Zimbabwe’s Forgotten Children (BBC Four)
2010 | True Vision
Zimbabwe is a nation with shining, modern cities and breathtaking natural beauty, but also one with hideous poverty and squalor. Its repressive government is happy to show off the former, just not the latter. Indeed, anyone who attempts to film the decrepit shanty towns or children mining garbage dumps for re-sellable bottles or junk risks arrest and imprisonment. Producer Xoliswa Sithole and her director/cameraman, Jezza Neumann, took the risk, conning their way into Sithole’s homeland on the pretense of making a film about her childhood.

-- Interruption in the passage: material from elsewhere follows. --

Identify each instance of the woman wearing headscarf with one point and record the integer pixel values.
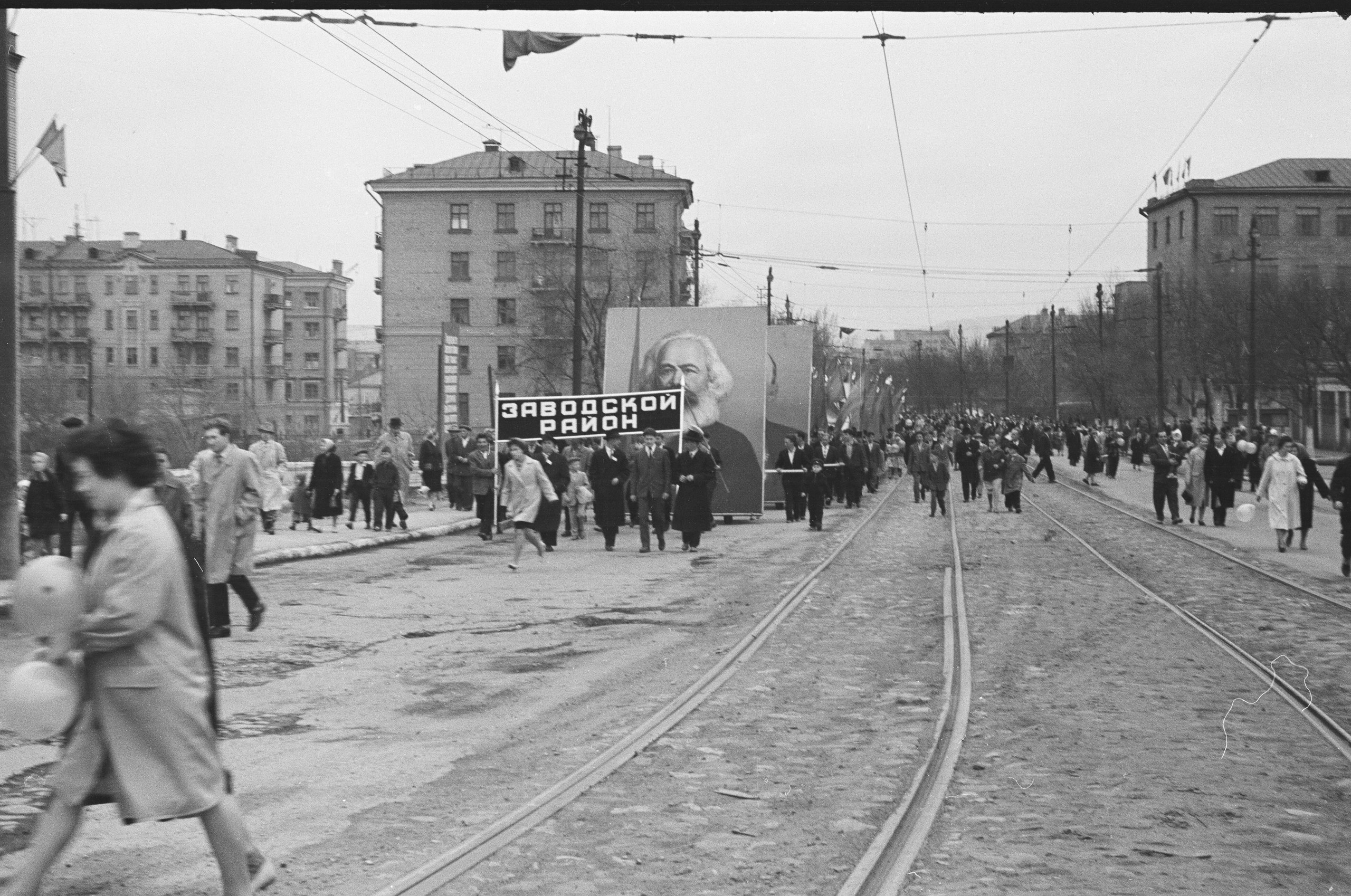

The footage they got on the sly is amazingly sharp and clear, even artful at times, and the interviews they recorded — 9- and 10-year-olds describing their daily struggles to find food or care for ailing siblings or parents — are heartbreaking. Shrewdly juxtaposed with nature scenes and shots of well-heeled politicians, the surreptitious footage puts the lie to government propaganda. For its daring, its skill and its poignancy, Zimbabwe’s Forgotten Children receives a Peabody Award.
Executive producers: Brian Woods, Deborah Shipley. Reporter and producer: Xoliswa Sithole. Filmed and directed by: Jezza Neumann. Editor: Reg Clarke, Jezza Neumann. Assistant editor: Paddy Garrick. Online editor: Sean Lewis. Colorist: Andrew Daniel.